O político Batman que tinha o desejo de salvar o mundo

Hans-Dietrich Genscher, chefe da diplomacia alemã entre 1974 e 1992 e um dos obreiros da reunificação, morreu aos 89 anos

Praga, Checoslováquia, 30 de setembro de 1989. Um homem, à varanda da embaixada da Alemanha Ocidental, dirige-se aos milhares de refugiados da Alemanha comunista acampados no jardim: "Estamos aqui para vos dizer que a autorização para a vossa saída...". Os gritos de alegria da multidão engoliram as últimas palavras. Depois de uma longa espera, podiam por fim atravessar a Cortina de Ferro e partir para o Ocidente. O homem que tinha acabado de comunicar-lhes a boa-nova era Hans-Dietrich Genscher. Morreu nesta quinta-feira à noite, em casa perto de Bona.

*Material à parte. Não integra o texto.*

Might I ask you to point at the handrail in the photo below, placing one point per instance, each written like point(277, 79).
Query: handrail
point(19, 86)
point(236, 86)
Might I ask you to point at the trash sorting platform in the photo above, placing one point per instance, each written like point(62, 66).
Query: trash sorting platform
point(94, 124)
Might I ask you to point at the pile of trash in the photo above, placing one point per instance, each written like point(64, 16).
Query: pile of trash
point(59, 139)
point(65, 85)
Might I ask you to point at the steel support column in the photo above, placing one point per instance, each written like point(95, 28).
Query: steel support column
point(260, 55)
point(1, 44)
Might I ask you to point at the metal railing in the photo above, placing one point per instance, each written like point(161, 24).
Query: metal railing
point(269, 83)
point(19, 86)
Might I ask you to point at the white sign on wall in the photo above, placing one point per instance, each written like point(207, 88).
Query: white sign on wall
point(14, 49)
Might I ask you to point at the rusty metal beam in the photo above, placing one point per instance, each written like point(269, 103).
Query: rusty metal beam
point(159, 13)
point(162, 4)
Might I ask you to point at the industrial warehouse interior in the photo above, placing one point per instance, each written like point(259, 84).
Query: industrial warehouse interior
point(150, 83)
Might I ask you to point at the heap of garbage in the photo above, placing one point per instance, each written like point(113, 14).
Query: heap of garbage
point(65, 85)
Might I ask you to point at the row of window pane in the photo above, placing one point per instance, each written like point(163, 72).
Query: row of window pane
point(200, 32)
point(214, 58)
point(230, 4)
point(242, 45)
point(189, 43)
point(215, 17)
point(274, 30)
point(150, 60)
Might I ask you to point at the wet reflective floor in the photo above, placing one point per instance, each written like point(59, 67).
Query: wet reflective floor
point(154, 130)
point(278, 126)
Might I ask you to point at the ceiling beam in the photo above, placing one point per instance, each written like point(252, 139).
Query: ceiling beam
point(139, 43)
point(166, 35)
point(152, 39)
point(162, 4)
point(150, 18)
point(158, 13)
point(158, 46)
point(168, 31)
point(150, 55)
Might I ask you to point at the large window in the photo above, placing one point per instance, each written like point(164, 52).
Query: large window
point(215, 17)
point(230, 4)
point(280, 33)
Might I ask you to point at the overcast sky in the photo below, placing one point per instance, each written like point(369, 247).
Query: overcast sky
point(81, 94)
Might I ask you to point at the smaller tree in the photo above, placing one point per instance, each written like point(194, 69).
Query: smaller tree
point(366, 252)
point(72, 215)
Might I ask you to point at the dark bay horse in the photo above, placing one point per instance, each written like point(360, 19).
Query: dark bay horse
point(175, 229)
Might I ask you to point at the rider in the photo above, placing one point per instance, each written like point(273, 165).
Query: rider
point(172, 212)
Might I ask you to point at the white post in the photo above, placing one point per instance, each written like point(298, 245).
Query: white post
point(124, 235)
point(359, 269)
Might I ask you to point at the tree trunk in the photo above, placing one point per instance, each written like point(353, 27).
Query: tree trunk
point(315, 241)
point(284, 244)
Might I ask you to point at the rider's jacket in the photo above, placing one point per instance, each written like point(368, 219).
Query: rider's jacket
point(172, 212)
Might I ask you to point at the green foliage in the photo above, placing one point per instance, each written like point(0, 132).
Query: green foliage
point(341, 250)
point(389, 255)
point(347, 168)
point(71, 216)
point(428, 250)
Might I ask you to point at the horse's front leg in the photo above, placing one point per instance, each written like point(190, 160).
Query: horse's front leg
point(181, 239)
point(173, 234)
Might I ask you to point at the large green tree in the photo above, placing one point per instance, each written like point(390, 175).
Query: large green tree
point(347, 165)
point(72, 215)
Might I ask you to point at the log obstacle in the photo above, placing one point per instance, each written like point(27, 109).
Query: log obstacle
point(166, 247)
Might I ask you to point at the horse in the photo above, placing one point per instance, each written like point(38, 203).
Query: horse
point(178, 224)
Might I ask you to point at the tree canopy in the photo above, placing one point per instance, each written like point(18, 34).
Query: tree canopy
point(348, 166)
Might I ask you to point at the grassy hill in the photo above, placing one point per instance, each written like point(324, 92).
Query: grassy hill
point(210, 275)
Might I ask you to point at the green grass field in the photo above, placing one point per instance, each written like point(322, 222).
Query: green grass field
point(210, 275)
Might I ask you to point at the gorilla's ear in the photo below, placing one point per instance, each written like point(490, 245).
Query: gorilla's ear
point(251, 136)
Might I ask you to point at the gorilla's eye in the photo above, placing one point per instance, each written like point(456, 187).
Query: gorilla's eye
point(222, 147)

Considerado um dos maiores políticos alemães do pós-guerra, Genscher foi ministro do Interior do chanceler Willy Brandt entre 1969 e 1974 e, de 1974 a 1992, ocupou a pasta dos Negócios Estrangeiros nos governos de Helmut Schmidt e de Helmut Kohl.

"Éramos muito amigos. Foi um homem brilhante, que teve um papel crucial na reunificação alemã. Durante as reuniões decisivas do processo, havia países na NATO que não estavam muito para aí virados, como a França e a Itália. Mas ele foi buscar os comunicados da organização desde tempos imemoriais e, num tom absolutamente extraordinário, leu aquilo que a NATO há já muitos anos dizia em favor da reunificação alemã. Deixou todos sem palavra", recorda João de Deus Pinheiro, ex-ministro português dos Negócios Estrangeiros (1987-92), em declarações ao DN.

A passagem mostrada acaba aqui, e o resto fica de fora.